Most rate limits are domain based: Max. 50 certificates / domain / week, max. 5 identical / week.


You can create a maximum of 10 Accounts per IP Address per 3 hours. You can create a maximum of 500 Accounts per IP Range within an IPv6 /48 per 3 hours. Hitting either account rate limit is very rare, and we recommend that large integrators prefer a design using one account for many customers.


For users of the ACME v2 API you can create a maximum of 300 New Orders per account per 3 hours.

Hi! We don’t have an official policy on domain parking, but here are my thoughts: Our main goal is to protect as much browsing activity as possible for as many users as possible. We really care about making the “Percentage of Page Loads over HTTPS” numbers at go up, and also extending the protections of HTTPS to sites that wouldn’t otherwise be able to get it, at very low cost.

Parked domains have very few users in general, so they are a less efficient use of Let’s Encrypt resources, and the resources of CT Log operators, than active websites are.

I think it makes a lot of sense to use Let’s Encrypt to get certificates for your domains that have active websites on them via your website builder. I think, for now, it would be better to not issue certificates to parked domains until they are purchased or have a real website deployed on them.


Thank you for your detailed response.
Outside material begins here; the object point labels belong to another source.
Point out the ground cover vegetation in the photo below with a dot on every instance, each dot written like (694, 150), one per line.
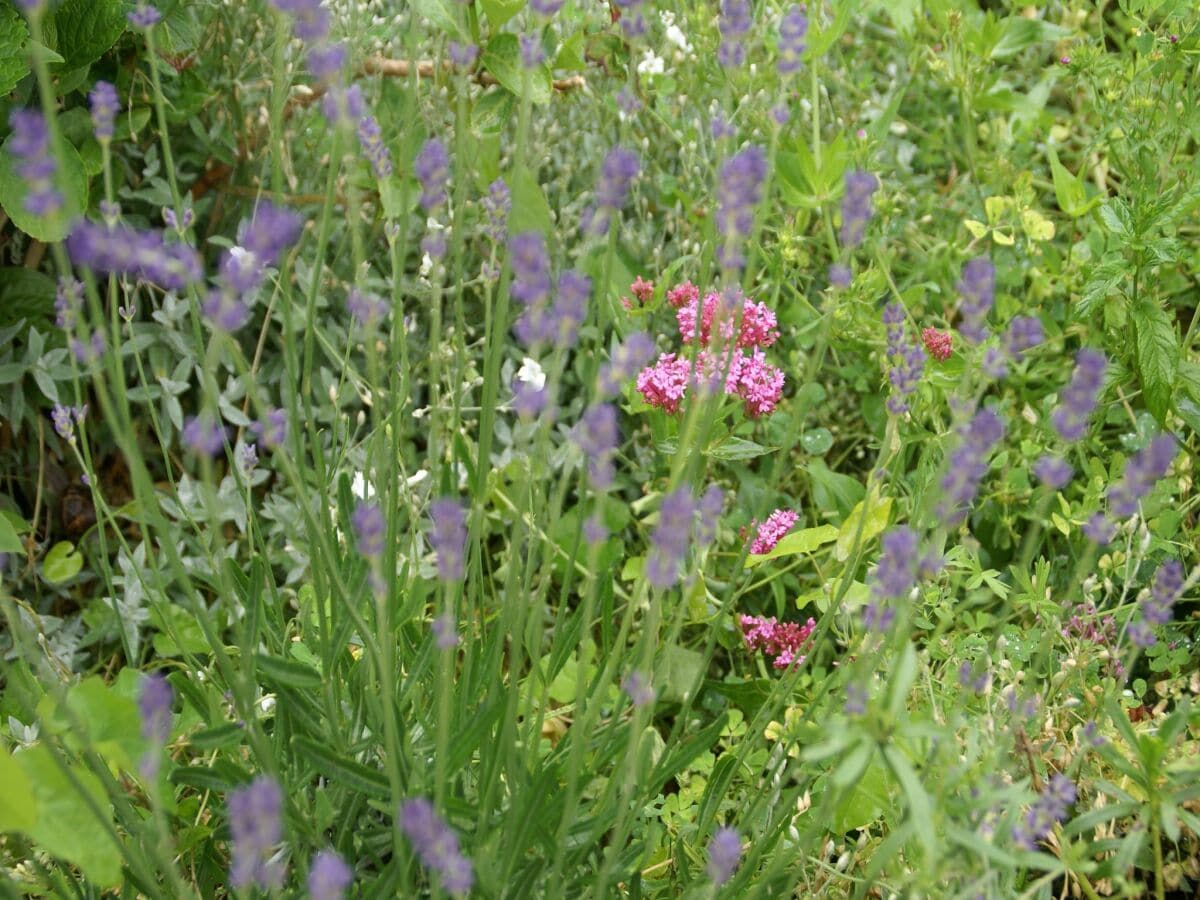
(522, 448)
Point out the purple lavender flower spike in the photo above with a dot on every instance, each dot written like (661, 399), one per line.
(497, 207)
(1156, 609)
(144, 255)
(793, 29)
(256, 827)
(436, 845)
(619, 169)
(597, 436)
(969, 463)
(370, 528)
(978, 289)
(432, 169)
(736, 21)
(449, 537)
(724, 855)
(1053, 807)
(670, 539)
(371, 139)
(154, 705)
(627, 361)
(856, 207)
(329, 876)
(30, 147)
(103, 103)
(155, 700)
(1143, 472)
(738, 192)
(144, 17)
(204, 436)
(1078, 399)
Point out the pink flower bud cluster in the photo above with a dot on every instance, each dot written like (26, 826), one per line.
(778, 525)
(731, 358)
(781, 640)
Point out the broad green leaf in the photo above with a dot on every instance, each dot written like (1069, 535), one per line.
(63, 563)
(1158, 355)
(531, 213)
(18, 809)
(803, 541)
(865, 802)
(66, 826)
(443, 16)
(921, 808)
(287, 673)
(735, 448)
(71, 181)
(13, 37)
(877, 513)
(501, 11)
(85, 29)
(678, 672)
(1036, 226)
(1069, 190)
(502, 58)
(112, 721)
(833, 491)
(25, 294)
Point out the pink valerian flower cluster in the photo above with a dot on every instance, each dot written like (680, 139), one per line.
(781, 640)
(642, 291)
(939, 343)
(768, 533)
(731, 358)
(757, 327)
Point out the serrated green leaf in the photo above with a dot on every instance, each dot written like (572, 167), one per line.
(63, 563)
(66, 826)
(18, 809)
(1158, 357)
(13, 37)
(71, 181)
(502, 58)
(85, 29)
(803, 541)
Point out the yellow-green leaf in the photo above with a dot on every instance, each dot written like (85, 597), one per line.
(18, 809)
(803, 541)
(877, 511)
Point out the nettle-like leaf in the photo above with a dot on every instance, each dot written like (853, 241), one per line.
(13, 55)
(1158, 355)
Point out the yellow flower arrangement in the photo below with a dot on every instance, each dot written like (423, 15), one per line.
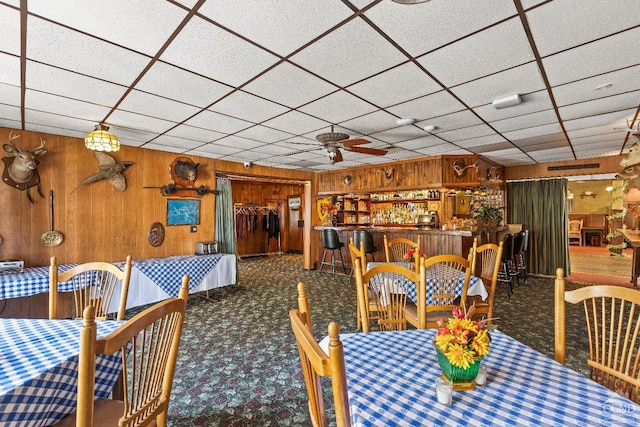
(461, 339)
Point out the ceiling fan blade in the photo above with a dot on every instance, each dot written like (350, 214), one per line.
(366, 150)
(353, 142)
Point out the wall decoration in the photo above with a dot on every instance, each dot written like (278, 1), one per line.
(109, 169)
(21, 170)
(156, 234)
(183, 212)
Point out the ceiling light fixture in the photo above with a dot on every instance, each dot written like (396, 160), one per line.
(101, 140)
(410, 1)
(507, 101)
(405, 122)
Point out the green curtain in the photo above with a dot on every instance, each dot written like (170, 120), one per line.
(541, 206)
(225, 224)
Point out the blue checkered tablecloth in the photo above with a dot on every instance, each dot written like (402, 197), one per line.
(474, 283)
(167, 272)
(391, 382)
(32, 281)
(38, 369)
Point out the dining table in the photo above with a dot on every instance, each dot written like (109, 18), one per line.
(476, 286)
(391, 379)
(39, 369)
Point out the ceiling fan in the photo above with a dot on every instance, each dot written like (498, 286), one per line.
(334, 141)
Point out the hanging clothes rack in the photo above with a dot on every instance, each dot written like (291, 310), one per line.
(251, 209)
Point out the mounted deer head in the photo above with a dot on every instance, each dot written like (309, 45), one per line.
(21, 170)
(460, 166)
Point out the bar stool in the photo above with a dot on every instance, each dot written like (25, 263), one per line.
(367, 239)
(331, 242)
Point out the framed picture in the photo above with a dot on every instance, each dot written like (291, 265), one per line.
(183, 212)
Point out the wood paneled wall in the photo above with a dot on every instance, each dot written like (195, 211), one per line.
(98, 222)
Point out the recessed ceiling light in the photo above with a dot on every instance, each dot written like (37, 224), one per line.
(404, 122)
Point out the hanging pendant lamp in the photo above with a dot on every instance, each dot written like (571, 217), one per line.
(101, 140)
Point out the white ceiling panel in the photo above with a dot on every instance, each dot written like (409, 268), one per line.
(55, 45)
(144, 28)
(10, 24)
(423, 27)
(277, 27)
(397, 85)
(207, 50)
(289, 85)
(553, 32)
(257, 81)
(356, 40)
(248, 107)
(338, 107)
(467, 59)
(180, 85)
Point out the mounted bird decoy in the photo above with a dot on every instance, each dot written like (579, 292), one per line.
(110, 170)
I checked with our engineers and we are using one account, as suggested for large integrators.

Here are some numbers on our business:

  • We register about 5000 new domains per day.
  • We have about 1.5 million existing domains whose certs would have to be renewed every 3 months. That is about 16000 ssl certs a day.

So we would need a quota of about 5000 + 16000 = 21000 ssl certs a day, or about 900/hour. That said an even large quota would be appreciated, so we can hurry up and get those 1.5 millions domains secured immediately, instead of over a 90 day period.
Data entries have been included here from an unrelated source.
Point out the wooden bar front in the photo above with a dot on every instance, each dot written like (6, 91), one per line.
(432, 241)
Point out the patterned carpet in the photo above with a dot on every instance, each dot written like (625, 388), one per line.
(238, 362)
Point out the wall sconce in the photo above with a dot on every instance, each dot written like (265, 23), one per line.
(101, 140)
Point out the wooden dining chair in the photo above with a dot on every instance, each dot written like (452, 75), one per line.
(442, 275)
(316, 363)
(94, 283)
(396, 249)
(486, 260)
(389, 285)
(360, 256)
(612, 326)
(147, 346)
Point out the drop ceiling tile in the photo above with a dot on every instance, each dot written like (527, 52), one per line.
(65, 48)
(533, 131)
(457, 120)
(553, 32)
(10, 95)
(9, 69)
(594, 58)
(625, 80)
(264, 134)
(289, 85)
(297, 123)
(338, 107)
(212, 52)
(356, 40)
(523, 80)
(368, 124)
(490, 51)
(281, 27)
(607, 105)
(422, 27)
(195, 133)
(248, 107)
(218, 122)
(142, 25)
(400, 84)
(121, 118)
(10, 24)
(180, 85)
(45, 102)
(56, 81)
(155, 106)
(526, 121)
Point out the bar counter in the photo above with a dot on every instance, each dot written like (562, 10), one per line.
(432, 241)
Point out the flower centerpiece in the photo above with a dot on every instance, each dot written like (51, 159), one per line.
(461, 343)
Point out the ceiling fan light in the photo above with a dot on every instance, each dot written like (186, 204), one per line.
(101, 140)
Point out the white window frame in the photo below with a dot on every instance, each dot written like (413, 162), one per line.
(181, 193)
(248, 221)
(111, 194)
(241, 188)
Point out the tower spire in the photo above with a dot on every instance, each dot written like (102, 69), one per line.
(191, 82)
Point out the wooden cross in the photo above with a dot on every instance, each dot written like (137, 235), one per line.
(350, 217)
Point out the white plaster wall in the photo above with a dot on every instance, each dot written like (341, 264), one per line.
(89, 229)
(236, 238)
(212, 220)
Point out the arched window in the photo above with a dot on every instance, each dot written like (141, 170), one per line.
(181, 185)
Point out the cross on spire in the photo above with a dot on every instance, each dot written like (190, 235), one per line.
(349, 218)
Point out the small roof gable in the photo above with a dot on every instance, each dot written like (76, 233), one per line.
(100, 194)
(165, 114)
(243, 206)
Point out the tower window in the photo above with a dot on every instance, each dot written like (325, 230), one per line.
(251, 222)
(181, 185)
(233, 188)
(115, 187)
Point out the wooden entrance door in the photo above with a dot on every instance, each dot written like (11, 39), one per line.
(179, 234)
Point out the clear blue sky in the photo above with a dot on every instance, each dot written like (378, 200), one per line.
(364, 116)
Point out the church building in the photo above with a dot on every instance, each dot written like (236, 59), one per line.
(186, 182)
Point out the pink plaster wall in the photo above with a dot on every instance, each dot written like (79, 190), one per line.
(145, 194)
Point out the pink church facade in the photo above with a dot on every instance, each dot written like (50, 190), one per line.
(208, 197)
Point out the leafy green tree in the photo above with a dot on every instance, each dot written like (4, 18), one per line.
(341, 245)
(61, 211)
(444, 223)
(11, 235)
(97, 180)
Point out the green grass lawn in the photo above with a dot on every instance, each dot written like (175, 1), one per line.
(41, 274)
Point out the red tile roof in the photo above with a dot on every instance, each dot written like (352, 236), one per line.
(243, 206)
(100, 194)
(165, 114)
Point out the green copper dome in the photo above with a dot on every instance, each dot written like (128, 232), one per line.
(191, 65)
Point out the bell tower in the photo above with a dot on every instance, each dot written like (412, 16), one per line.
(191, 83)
Thank you for your consideration.

We were hoping to secure all the domains in our system, but I understand if there are not enough resources.

For domains that are not parked, we have 800,000 domains. I believe we would still need a quota increase.

Hello, just wondering if we are going to get a rate limit increase? We submitted the google form about a month ago. Let me know if I need to do anything else to move the process forward.

Thank you.

Instead of parking you should let the domains expire, than you don’t need to waste everybodys resources

Parking is one way for registrants to see that their domain is expired. We do send out many expiration emails to the registrant. But sometimes their email is not working, or they don’t check their emails. When they see (or their users see) that their domain is parked, they will know they have to renew their domain.

Parking is pretty industry standard I believe. I can’t think of a registrar that doesn’t park the domain when it expires.

Would love to add LetsEncrypt to our domains. Imagine a million domain names secured from registration all the way to expiration. Just need a rate limit increase. :pray:

This topic was automatically closed 30 days after the last reply. New replies are no longer allowed.